2. The defendant No. 3 is hereby directed to close the ventilation kept
at the common wall side of the suit house No. 2-9-102 situated at
Somesh Colony behind Kalamandir, Nanded.
3. Defendants are hereby perpetually restrained from causing any
obstruction and interference in the possession of plaintiff over the
suit house.
4. Defendants No. 1 and 2 are hereby perpetually restrained from
selling or creating any encumbrance over the suit house ?
5. It is hereby declared against defendant No. 1 that the plaintiff No.
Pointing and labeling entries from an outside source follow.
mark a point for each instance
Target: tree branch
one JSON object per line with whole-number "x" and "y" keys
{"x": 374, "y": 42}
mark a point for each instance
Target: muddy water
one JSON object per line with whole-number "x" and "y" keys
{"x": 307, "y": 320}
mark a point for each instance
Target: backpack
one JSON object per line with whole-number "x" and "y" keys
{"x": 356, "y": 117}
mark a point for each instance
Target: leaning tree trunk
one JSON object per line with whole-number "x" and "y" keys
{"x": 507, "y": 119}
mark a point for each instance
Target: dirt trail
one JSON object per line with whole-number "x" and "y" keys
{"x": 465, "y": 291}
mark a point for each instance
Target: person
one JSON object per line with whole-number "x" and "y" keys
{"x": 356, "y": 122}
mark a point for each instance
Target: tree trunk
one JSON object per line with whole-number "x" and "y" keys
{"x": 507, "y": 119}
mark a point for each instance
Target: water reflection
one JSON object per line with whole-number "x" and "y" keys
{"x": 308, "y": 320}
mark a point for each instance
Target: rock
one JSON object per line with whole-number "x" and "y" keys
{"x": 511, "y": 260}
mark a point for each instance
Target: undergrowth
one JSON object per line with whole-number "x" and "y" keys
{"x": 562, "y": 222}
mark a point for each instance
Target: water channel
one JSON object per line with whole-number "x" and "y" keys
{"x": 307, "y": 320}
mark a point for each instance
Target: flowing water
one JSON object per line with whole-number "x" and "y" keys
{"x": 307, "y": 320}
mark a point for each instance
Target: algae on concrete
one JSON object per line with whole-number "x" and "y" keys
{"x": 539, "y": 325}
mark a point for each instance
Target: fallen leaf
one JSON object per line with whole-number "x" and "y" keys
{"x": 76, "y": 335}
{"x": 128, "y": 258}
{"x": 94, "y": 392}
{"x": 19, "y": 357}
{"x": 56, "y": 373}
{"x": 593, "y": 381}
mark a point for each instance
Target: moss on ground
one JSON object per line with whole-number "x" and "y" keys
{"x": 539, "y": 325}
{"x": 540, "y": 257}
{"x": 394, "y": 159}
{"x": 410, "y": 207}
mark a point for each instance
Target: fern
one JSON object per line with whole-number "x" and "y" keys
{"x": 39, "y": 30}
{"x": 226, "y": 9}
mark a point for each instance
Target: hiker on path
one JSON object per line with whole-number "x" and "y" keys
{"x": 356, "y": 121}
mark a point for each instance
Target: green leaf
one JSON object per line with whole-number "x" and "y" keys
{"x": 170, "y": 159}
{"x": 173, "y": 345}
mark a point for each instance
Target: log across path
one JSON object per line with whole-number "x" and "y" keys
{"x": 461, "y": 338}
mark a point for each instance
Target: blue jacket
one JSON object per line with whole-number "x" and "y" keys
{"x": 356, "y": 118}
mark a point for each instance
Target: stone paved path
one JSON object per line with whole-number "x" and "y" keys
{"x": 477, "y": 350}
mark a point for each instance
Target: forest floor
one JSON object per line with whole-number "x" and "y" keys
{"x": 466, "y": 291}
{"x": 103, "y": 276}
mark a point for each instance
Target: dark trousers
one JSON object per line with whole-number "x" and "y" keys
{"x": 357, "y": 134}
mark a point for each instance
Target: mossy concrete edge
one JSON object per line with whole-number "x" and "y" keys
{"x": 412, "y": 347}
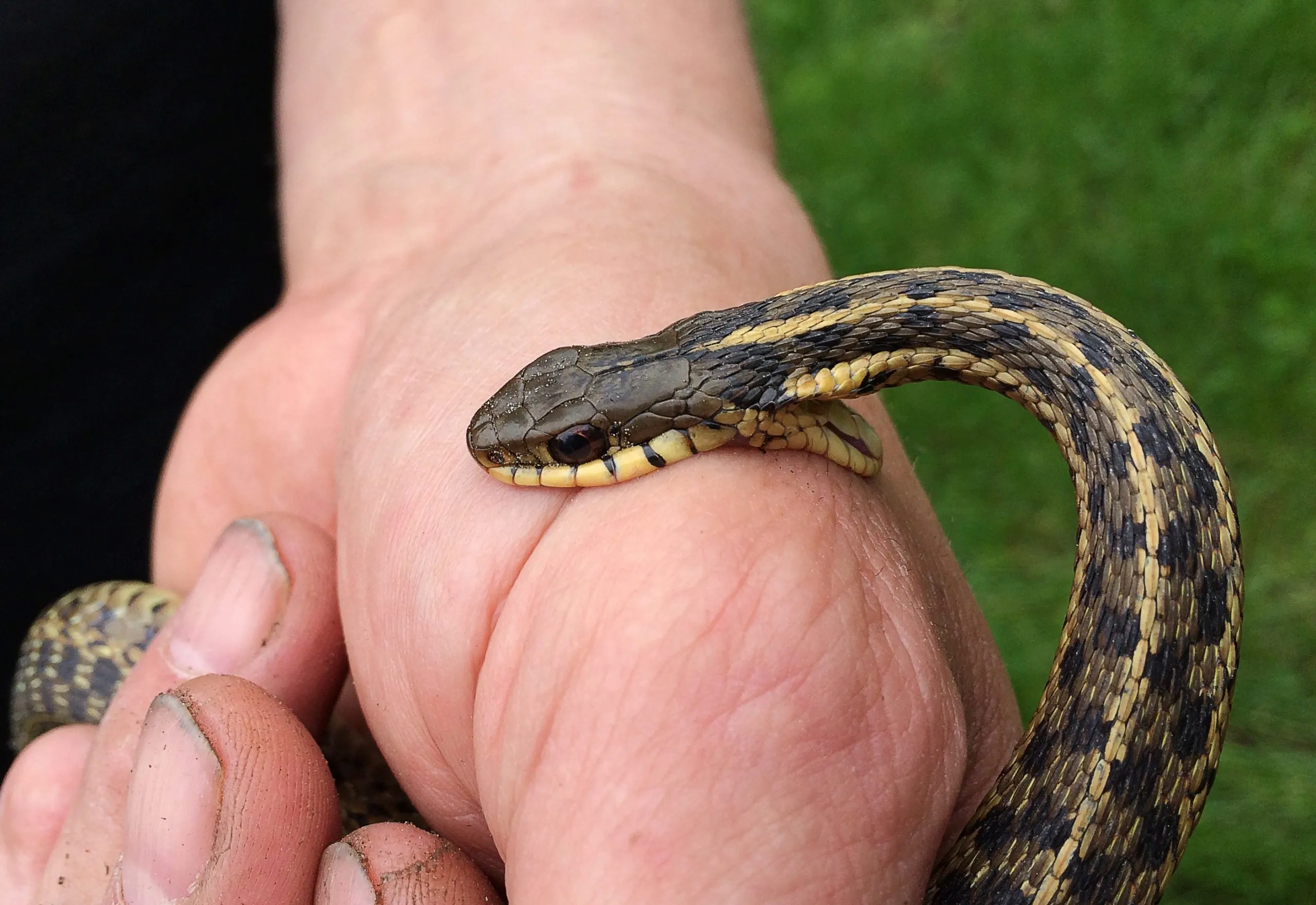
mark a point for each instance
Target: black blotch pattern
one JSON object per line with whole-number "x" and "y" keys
{"x": 1095, "y": 348}
{"x": 1202, "y": 476}
{"x": 1096, "y": 878}
{"x": 1081, "y": 437}
{"x": 1040, "y": 378}
{"x": 1155, "y": 441}
{"x": 1094, "y": 579}
{"x": 1072, "y": 662}
{"x": 1048, "y": 823}
{"x": 104, "y": 678}
{"x": 1213, "y": 605}
{"x": 994, "y": 830}
{"x": 1007, "y": 337}
{"x": 1119, "y": 632}
{"x": 1119, "y": 461}
{"x": 1086, "y": 730}
{"x": 1160, "y": 835}
{"x": 1193, "y": 729}
{"x": 824, "y": 300}
{"x": 1129, "y": 539}
{"x": 1085, "y": 387}
{"x": 1168, "y": 667}
{"x": 1032, "y": 761}
{"x": 1149, "y": 372}
{"x": 1132, "y": 781}
{"x": 1174, "y": 550}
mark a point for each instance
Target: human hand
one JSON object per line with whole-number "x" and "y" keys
{"x": 748, "y": 676}
{"x": 210, "y": 788}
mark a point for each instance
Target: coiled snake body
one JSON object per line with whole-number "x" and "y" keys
{"x": 1099, "y": 798}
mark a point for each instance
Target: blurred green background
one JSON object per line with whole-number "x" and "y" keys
{"x": 1159, "y": 158}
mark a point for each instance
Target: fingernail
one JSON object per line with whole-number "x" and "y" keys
{"x": 342, "y": 878}
{"x": 173, "y": 807}
{"x": 237, "y": 602}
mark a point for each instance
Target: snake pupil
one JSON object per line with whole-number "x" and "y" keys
{"x": 578, "y": 445}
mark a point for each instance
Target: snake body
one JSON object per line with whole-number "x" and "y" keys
{"x": 1099, "y": 798}
{"x": 1111, "y": 775}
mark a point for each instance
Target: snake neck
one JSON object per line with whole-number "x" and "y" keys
{"x": 1111, "y": 775}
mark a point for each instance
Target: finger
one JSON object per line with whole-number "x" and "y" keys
{"x": 231, "y": 800}
{"x": 264, "y": 608}
{"x": 36, "y": 798}
{"x": 399, "y": 864}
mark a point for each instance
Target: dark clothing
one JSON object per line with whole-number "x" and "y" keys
{"x": 137, "y": 238}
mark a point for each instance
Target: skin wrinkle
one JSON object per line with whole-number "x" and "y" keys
{"x": 743, "y": 577}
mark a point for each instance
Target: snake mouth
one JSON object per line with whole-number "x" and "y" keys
{"x": 622, "y": 465}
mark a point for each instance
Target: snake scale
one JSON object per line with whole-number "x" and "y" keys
{"x": 1111, "y": 775}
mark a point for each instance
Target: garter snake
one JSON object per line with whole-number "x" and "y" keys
{"x": 1108, "y": 781}
{"x": 1111, "y": 775}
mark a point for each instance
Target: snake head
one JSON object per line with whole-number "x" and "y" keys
{"x": 584, "y": 416}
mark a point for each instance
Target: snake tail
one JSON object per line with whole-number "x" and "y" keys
{"x": 82, "y": 648}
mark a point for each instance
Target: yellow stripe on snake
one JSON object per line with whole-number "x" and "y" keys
{"x": 1099, "y": 798}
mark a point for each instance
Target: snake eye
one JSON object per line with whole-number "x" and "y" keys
{"x": 578, "y": 445}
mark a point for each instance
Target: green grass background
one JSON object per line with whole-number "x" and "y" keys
{"x": 1159, "y": 158}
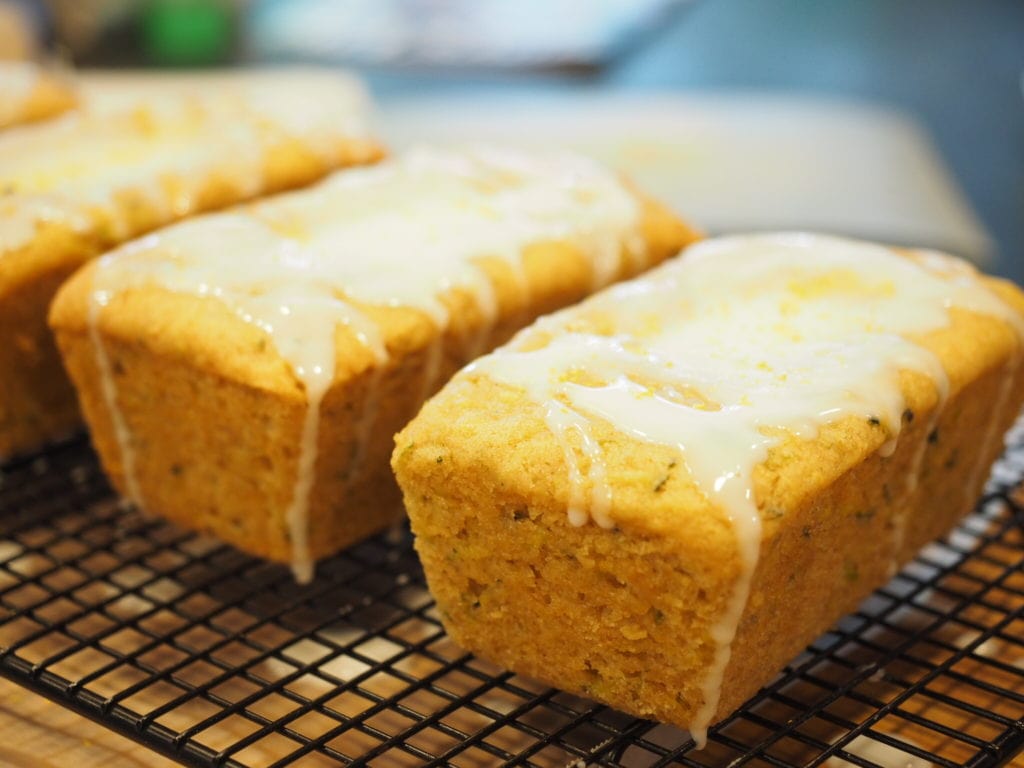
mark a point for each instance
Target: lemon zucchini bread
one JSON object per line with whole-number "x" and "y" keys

1 is owner in possession of suit house.
6. The claim of plaintiff of declaration of ownership against
defendant No. 2 is hereby dismissed.
7. The claim of plaintiff for declaration that Rent Control
Proceeding No. 3/2000 for restoration or any other proceeding
for possession of the suit house is without jurisdiction and is not
binding upon the plaintiffs is hereby dismissed.
8. Decree be drawn up accordingly.
9. Counter-Claim of defendant Nos. 1 and 2 is dismissed in default.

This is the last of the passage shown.